Exposure to a natural or modelled microgravity environment leads to the deconditioning of the physiological systems involved in maintaining the upright posture under Earth’s gravity. Diminished orthostatic tolerance (OT) is a serious symptom of deconditioning that was recognized in the early days of manned space missions [1, 2]. After short-duration Space Shuttle flights, about 20% of astronauts were unable to complete a 10-minute orthostatic tilt test (OTT) due to a progressive blood pressure fall and presyncope [3]. Even more American astronauts developed orthostatic intolerance after long-duration missions aboard Mir [3] and the International Space Station (ISS). Besides, ISS astronauts took longer to recover than Space Shuttle crews [4].

Countermeasures against the adverse effects of microgravity on the human body during orbital flights are complex, time-consuming and include daily exercise for about 2.5 hours [5]. However, they cannot completely avert the development of orthostatic intolerance in the early postflight period [4, 6]. The first Russian experimental studies investigating the effects of the modeled lunar gravity field on human physiology [7] underscore the significance of this yet unsolved problem for future space missions [8].

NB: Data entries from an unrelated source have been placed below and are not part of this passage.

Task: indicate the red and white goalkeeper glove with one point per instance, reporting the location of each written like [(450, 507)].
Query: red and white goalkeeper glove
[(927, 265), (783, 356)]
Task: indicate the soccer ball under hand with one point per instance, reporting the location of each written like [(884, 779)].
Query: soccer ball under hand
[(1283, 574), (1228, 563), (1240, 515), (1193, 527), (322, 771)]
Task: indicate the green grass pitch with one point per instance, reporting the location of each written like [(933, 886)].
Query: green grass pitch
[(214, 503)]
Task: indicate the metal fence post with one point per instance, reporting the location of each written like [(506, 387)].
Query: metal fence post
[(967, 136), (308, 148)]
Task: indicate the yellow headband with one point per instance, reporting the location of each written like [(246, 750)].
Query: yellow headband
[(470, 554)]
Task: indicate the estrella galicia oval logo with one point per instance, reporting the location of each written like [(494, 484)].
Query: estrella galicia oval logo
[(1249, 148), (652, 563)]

Manned space missions to the Moon and beyond to Mars will require more effective and less time-consuming countermeasures enhanced by cutting-edge technologies against the deconditioning effects of micro- and hypogravity on gravity-dependent body systems. Creating artificial gravity on board of a spacecraft is the most radical solution to counter microgravity [9]; in turn, methods for targeted physiological action [10], including adaptation to hypoxic hypoxia [11], might reinforce the effect.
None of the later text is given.